In case of RAID-5 this would make them very slow (as you would need
entire stripe of data). Not to mention that in ZFS it works with any
RAID configuration, including stripe for meta-data (by default).
ZFS always checks its checksums on reads and transparently fixes any
corruption if it can.
Additionally ZFS uses *much* stronger checksums that what you have in
raid controllers - currently it uses even sha256 if you want it. It
means it can detect much more than just a single bit errors.
Another good feature is that with zfs you get a so called end-to-end
checksumming - if data corruption happened anywhere from a disk to
memory (medium errors? driver bugs? SAN? ...) zfs should be able to
detect it and fix it. Not that long ago I was hit by a data corruption
by one of a SAN switches... fortunately ZFS dealt with it (and other
switch was fine).

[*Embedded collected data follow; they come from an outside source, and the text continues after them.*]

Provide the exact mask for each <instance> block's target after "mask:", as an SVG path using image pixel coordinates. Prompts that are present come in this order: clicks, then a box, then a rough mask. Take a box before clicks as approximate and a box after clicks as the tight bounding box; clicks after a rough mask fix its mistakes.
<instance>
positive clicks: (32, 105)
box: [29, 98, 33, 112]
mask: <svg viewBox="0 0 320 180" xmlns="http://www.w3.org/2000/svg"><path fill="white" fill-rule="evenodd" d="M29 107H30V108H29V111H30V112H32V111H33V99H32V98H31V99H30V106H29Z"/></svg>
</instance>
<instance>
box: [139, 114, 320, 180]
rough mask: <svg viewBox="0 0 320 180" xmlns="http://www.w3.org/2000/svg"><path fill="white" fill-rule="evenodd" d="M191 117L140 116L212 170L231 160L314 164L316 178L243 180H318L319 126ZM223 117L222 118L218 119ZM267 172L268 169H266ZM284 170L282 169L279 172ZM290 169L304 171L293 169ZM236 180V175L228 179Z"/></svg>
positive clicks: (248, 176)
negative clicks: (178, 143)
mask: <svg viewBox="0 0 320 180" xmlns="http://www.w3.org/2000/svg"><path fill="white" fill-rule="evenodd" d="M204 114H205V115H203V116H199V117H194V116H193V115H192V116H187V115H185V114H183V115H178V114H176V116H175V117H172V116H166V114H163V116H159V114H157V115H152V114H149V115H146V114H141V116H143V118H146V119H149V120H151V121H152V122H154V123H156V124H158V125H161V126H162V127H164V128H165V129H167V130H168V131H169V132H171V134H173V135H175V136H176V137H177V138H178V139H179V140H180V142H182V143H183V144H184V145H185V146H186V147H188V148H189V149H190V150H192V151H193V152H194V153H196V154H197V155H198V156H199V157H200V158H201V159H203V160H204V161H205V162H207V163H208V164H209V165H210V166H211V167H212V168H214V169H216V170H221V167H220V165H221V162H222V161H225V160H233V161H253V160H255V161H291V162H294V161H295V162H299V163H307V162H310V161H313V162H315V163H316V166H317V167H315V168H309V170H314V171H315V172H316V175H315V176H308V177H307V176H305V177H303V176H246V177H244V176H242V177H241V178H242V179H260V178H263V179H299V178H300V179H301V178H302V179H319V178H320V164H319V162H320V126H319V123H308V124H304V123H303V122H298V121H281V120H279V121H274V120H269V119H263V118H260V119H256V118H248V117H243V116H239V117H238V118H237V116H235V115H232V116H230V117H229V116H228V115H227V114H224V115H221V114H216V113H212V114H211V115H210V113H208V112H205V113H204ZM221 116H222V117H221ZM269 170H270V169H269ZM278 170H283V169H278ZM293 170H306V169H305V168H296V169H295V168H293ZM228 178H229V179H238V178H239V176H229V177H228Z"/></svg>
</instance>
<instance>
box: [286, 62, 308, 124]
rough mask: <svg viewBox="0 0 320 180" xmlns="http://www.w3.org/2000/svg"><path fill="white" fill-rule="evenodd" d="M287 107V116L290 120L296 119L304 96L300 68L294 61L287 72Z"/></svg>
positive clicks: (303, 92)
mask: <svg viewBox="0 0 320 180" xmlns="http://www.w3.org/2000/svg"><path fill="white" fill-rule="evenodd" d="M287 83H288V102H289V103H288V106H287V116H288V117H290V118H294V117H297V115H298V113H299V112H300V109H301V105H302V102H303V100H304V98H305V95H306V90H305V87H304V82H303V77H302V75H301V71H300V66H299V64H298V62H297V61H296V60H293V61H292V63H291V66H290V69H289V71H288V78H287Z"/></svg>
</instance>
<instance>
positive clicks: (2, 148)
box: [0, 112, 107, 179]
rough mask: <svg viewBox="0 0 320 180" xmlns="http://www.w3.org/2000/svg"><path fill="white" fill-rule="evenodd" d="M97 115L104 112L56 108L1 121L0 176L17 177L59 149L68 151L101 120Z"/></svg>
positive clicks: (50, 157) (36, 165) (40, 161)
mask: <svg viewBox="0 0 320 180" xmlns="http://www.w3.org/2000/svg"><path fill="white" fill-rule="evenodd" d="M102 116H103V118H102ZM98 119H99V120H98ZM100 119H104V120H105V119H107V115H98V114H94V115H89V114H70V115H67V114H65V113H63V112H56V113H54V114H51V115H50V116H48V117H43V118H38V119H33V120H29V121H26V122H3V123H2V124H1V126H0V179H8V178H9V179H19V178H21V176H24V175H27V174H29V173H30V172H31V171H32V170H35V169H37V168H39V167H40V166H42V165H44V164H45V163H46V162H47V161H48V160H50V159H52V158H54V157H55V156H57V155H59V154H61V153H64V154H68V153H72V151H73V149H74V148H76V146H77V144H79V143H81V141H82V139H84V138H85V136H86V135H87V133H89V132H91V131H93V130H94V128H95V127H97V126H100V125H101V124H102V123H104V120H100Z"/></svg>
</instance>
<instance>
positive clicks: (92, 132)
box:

The other time there was something wrong with one of a
scsi cards which under load was corrupting data.... fortunately we used
zfs mirror between two different jbods via separate scsi cards so from
an application point of view all was fine. Etc...
Not that it happens everyday... but when it does then ZFS just rocks :)
And *no* fsck :)
+ compression, deduplication, ... and much more :)
--
Robert Milkowski
http://milek.blogspot.com